Vincenty’s formulae are two related iterative methods used in geodesy to calculate the distance between two points on the surface of the Earth, using an accurate ellipsoidal model of the Earth (e.g. the WGS 84 reference ellipsoid). The formulas were developed by Thaddeus Vincenty in 1975 and published in the Survey Review.
The first (direct) method computes the location of a point (CP) that is a given distance and azimuth (bearing) from another point (P1).
The second (inverse) method computes the geographical distance and azimuth (bearings) between two given points (P1 and P2).
The calculations are based on the assumption that the figure of the Earth is an oblate ellipsoid and hence are more accurate than methods that assume a spherical Earth, such as great-circle distance.
Vincenty’s solution for the distance between points on an ellipsoidal earth model is widely used in geodesy because it is accurate to within 0.5 mm distance, 0.000015″ bearing, on the ellipsoid being used.
The simplest model for the shape of the entire Earth is a sphere.
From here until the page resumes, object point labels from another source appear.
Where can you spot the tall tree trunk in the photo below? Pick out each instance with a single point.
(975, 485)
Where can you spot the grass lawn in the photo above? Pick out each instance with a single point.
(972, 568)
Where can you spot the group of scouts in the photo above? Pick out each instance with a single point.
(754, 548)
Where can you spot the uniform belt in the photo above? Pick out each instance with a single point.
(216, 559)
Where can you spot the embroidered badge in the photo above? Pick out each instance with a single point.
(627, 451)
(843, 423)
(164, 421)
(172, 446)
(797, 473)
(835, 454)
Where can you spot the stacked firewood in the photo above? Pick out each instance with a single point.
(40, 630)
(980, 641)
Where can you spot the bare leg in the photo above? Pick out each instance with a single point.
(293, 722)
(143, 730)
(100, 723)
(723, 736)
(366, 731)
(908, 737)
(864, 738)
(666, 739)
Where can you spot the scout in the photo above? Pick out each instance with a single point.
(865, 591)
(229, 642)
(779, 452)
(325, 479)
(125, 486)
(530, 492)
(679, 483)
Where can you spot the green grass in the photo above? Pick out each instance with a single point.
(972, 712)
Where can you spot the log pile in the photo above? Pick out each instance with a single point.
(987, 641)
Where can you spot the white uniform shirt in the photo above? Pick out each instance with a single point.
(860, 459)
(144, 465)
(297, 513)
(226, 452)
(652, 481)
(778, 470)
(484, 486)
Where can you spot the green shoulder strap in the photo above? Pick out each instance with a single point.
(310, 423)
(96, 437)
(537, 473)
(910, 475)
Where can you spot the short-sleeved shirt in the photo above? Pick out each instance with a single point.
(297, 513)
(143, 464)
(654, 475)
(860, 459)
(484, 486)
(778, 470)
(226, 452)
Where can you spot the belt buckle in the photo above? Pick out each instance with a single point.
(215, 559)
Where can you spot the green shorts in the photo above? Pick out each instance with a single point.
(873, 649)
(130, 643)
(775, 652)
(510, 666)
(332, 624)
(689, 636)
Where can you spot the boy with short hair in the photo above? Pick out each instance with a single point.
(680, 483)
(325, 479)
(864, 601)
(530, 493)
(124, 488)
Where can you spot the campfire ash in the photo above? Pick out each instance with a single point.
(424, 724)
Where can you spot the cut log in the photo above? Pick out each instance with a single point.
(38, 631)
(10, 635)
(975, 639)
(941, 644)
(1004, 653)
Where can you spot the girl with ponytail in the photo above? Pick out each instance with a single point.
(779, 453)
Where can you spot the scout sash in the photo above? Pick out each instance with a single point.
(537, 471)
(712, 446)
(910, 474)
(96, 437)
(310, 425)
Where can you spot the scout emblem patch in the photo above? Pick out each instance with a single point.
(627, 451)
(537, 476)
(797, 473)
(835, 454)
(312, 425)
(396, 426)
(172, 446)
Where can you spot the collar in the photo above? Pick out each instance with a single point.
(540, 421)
Since the Earth is flattened at the poles and bulges at the equator, the shape the Earth’s shape is not quite a sphere but rather an oblate (flattened) ellipsoid. The oblate spheroid, or oblate ellipsoid, is an ellipsoid of revolution obtained by rotating an ellipse about its shorter axis.
An ellipsoid of revolution can be uniquely defined by two numbers the semimajor axis and the flattening. The semimajor axis is represented by the radius at the equator. The shape of the ellipsoid is given by the flattening which indicates how much the ellipsoid departs from spherical. The current World Geodetic System (WGS-84) model uses a spheroid whose radius is 6.378,137 km at the equator and the reciprocal of the flattening is set at 298,257223563 exactly.